You can generally trust that @simd will work and give you the right answer. The following loop is hard to vectorize / actually get better performance out of:

N = 100;
x = rand(100);
inds = rand(1:N, 53);
function suminds(x, inds)
    s = zero(eltype(x))
    @simd for i ∈ inds
        @inbounds s += x[i]
    end
    s
end

You could use gather instructions with avx512, but gather is slow enough compared to + that it probably wont be faster. In this case, @simd wont do anything. But not doing anything is better than giving you a wrong answer or throwing an error.
In this way, you could throw @simds around without worrying too much about shooting yourself in the foot. @avx hasn’t reached that level of maturity yet, but of course that would ultimately be the goal.

I’d work on multithreading after or with memory/cache-based optimizations.
Unfortunately, I don’t have much experience working with GPUs, and definitely not optimizing performance on GPUs. For all I know, it might be a pretty straightforward application once you map concepts.
That said, someone with that experience (whether someone else, or myself in the future) should be able to apply the same principles for generating GPU kernels.

I’ll have to watch the video once I’m home. Viewing his profile, it looks like he was working on tensors.
I was planning on adding a tensor-notation macro that builds loops like Einsum.

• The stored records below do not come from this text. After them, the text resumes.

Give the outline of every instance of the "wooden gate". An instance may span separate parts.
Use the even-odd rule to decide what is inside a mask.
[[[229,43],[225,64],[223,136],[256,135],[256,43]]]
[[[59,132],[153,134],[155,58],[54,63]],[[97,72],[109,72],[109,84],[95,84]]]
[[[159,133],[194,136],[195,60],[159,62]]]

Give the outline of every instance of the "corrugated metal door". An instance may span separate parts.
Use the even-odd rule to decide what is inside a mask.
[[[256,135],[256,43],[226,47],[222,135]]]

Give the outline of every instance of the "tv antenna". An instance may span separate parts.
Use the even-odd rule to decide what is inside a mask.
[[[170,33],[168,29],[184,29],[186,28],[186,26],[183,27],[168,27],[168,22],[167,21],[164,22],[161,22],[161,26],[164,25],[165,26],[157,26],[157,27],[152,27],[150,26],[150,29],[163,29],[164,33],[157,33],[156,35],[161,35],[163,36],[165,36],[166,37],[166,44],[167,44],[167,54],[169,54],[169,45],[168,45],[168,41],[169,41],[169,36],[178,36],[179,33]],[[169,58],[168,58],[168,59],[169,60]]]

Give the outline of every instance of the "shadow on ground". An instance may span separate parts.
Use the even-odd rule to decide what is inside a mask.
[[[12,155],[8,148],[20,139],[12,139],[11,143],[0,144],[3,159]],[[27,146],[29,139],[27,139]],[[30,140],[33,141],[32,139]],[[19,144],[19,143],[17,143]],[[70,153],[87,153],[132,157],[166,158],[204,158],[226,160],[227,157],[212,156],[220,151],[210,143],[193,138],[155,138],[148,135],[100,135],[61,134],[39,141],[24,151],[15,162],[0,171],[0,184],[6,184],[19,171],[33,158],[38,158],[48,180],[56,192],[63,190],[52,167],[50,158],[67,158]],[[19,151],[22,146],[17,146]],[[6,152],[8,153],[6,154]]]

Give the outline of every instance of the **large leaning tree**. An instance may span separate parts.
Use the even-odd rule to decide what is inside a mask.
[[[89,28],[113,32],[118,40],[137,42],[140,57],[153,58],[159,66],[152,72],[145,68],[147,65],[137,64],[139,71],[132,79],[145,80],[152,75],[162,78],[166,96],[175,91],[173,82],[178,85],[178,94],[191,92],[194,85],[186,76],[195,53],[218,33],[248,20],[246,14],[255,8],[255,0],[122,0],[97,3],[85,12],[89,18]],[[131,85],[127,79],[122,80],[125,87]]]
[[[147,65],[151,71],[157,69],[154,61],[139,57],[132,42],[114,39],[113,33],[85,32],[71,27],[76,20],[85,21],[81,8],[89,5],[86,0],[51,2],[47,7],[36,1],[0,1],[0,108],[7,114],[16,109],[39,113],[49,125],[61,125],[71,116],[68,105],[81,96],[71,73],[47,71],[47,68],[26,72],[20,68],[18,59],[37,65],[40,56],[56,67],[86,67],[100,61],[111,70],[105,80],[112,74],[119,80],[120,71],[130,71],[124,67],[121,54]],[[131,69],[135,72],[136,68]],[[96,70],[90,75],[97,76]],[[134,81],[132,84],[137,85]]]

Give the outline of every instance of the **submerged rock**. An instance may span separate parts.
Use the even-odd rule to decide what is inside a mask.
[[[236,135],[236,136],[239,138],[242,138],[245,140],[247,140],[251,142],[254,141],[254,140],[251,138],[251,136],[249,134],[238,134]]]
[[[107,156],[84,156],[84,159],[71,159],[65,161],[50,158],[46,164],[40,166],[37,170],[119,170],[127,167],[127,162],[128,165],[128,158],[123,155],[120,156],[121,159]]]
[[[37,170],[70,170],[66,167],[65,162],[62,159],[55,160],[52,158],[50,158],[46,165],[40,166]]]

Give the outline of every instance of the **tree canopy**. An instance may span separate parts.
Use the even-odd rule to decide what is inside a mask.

Two things that I think should be added first:

  1. Memory/cache-base modeling and packing.
  2. The ability to split loops, or handle multiple loops at the same level of loop nest.
10 Likes

Maybe this has been noted but the index order is not optimal for the naive gemm!. Better to use i as the most inner index so that you get column traversal.

2 Likes

Cool. If you haven’t seen them already, here’s a set of docs for MLIR that outlines plans for similar ambitions. https://github.com/llvm/llvm-project/tree/master/mlir/docs

Speaking of MLIR, what are your thoughts on doing this in julia vs just piggybacking off all the work going into that?

How is it that LoopVectorization can beat julia on really trivial things like the following?

a = rand(Float32, 500)
b = rand(Float32, 500)
@btime map(+,$a,$b)
@btime vmap(+,$a,$b)
  917.526 ns (4 allocations: 2.19 KiB)
  447.286 ns (1 allocation: 2.13 KiB)

I also noted that with broadcasting, julia does much better and on par with @avx

@btime $a .+ $b samples=100000
@btime @avx($a .+ $b) samples=100000
  466.848 ns (1 allocation: 2.13 KiB)
  426.510 ns (3 allocations: 2.17 KiB)

Edit: It seems to hold for most functions, not only +. I always thought that map and broadcast were roughly equivalent in simple cases like this, but this experiment seems to favor using broadcasting for performance.

1 Like

This is so cool!
It gives my code a speed-up by 2 essentially for free.

How complex could the broadcasted operations get?
Right now I do

    @. tanh_tmp = k_s * (u - u_s)
    @avx @. tanh_tmp = tanh(tanh_tmp)
    @. dsdt = ((1.0 + tanh_tmp) / 2.0 - s) / τ_s

replacing

    @. dsdt = ((1.0 + tanh(k_s * (u - u_s)) / 2.0 - s) / τ_s

to avoid method errors. ( see https://github.com/chriselrod/LoopVectorization.jl/issues/9)
This still makes things faster (broadcasting over 500×500) but
introduces an additional temporary array plus extra code lines.

EDIT: where all u and s are matrices the same size and all other variables are scalar.